Expectations can be composed using boolean operators:
expect _statsMean (Percent 15.0) &&~ expect _statsMAD (Percent 50.0)
Constructors
| ExpectStat !(Lens' GoldenStats Double) !Tolerance | Expect a specific field to be within tolerance |
| And !Expectation !Expectation | Both expectations must pass |
| Or !Expectation !Expectation | Either expectation can pass |
Instances
| Show Expectation Source # | |
Defined in Test.Hspec.BenchGolden.Lenses Methods showsPrec :: Int -> Expectation -> ShowS # show :: Expectation -> String # showList :: [Expectation] -> ShowS # | |
| Eq Expectation Source # | |
Defined in Test.Hspec.BenchGolden.Lenses | |
Tolerance specification for performance comparison.
Constructors
| Percent !Double | Percentage tolerance (e.g., |
| Absolute !Double | Absolute tolerance in milliseconds (e.g., |
| Hybrid !Double !Double | Hybrid tolerance: pass if EITHER percentage OR absolute is satisfied
(e.g., |
| MustImprove !Double | Must be faster by at least this percentage (e.g., |
| MustRegress !Double | Must be slower by at least this percentage (e.g., |
Expectation Combinators
expect :: Lens' GoldenStats Double -> Tolerance -> Expectation Source #
Create an expectation for a specific statistic field.
Example:
expect _statsMedian (Percent 10.0) expect _statsIQR (Absolute 0.5) expect _statsMean (Hybrid 15.0 0.01) expect _statsMean (MustImprove 10.0)
expectStat :: Lens' GoldenStats Double -> Tolerance -> Expectation Source #
Create an expectation using a custom lens.
This is an alias for expect for compatibility.
checkExpectation :: Expectation -> GoldenStats -> GoldenStats -> Bool Source #
Tolerance Checking Functions
withinPercent :: Double -> Double -> Double -> Bool Source #
Check if value is within percentage tolerance.
withinPercent 15.0 baseline actual -- within ±15%
withinAbsolute :: Double -> Double -> Double -> Bool Source #
Check if value is within absolute tolerance (milliseconds).
withinAbsolute 0.01 baseline actual -- within ±0.01ms
withinHybrid :: Double -> Double -> Double -> Double -> Bool Source #
Check if value satisfies hybrid tolerance (percentage OR absolute).
withinHybrid 15.0 0.01 baseline actual -- within ±15% OR ±0.01ms
mustImprove :: Double -> Double -> Double -> Bool Source #
Check if actual is faster than baseline by at least the given percentage.
mustImprove 10.0 baseline actual -- must be ≥10% faster
mustRegress :: Double -> Double -> Double -> Bool Source #
Check if actual is slower than baseline by at least the given percentage.

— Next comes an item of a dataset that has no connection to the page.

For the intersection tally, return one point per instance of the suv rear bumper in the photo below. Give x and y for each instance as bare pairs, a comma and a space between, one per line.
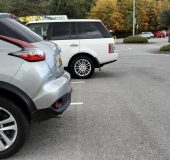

mustRegress 5.0 baseline actual -- must be ≥5% slower
Infix Operators
(@~) :: Double -> Double -> Double -> Bool infixl 4 Source #
Infix operator for percentage tolerance check.
baseline @~ 15.0 $ actual -- within ±15%
(@<) :: Double -> Double -> Double -> Bool infixl 4 Source #
Infix operator for absolute tolerance check.
baseline @< 0.01 $ actual -- within ±0.01ms
(@<<) :: Double -> Double -> Double -> Bool infixl 4 Source #
Infix operator for "must improve" check.
baseline @<< 10.0 $ actual -- must be ≥10% faster
(@>>) :: Double -> Double -> Double -> Bool infixl 4 Source #
Infix operator for "must regress" check.
baseline @>> 5.0 $ actual -- must be ≥5% slower
Boolean Composition
(&&~) :: Expectation -> Expectation -> Expectation infixr 3 Source #
AND composition of expectations (both must pass).
expect _statsMean (Percent 15.0) &&~ expect _statsMAD (Percent 50.0)
(||~) :: Expectation -> Expectation -> Expectation infixr 2 Source #
OR composition of expectations (either can pass).
expect _statsMedian (Percent 10.0) ||~ expect _statsMin (Absolute 0.01)
Utilities
percentDiff :: Double -> Double -> Double Source #
Calculate percentage difference between baseline and actual.
Returns: ((actual - baseline) / baseline) * 100
- Positive = regression (slower)
- Negative = improvement (faster)
- Zero = no change
absDiff :: Double -> Double -> Double Source #
Calculate absolute difference between baseline and actual.
Returns: abs(actual - baseline)
toleranceFromExpectation :: Expectation -> (Double, Maybe Double) Source #
Extract tolerance description from an expectation for error messages. For compound expectations (And/Or), returns the first tolerance found.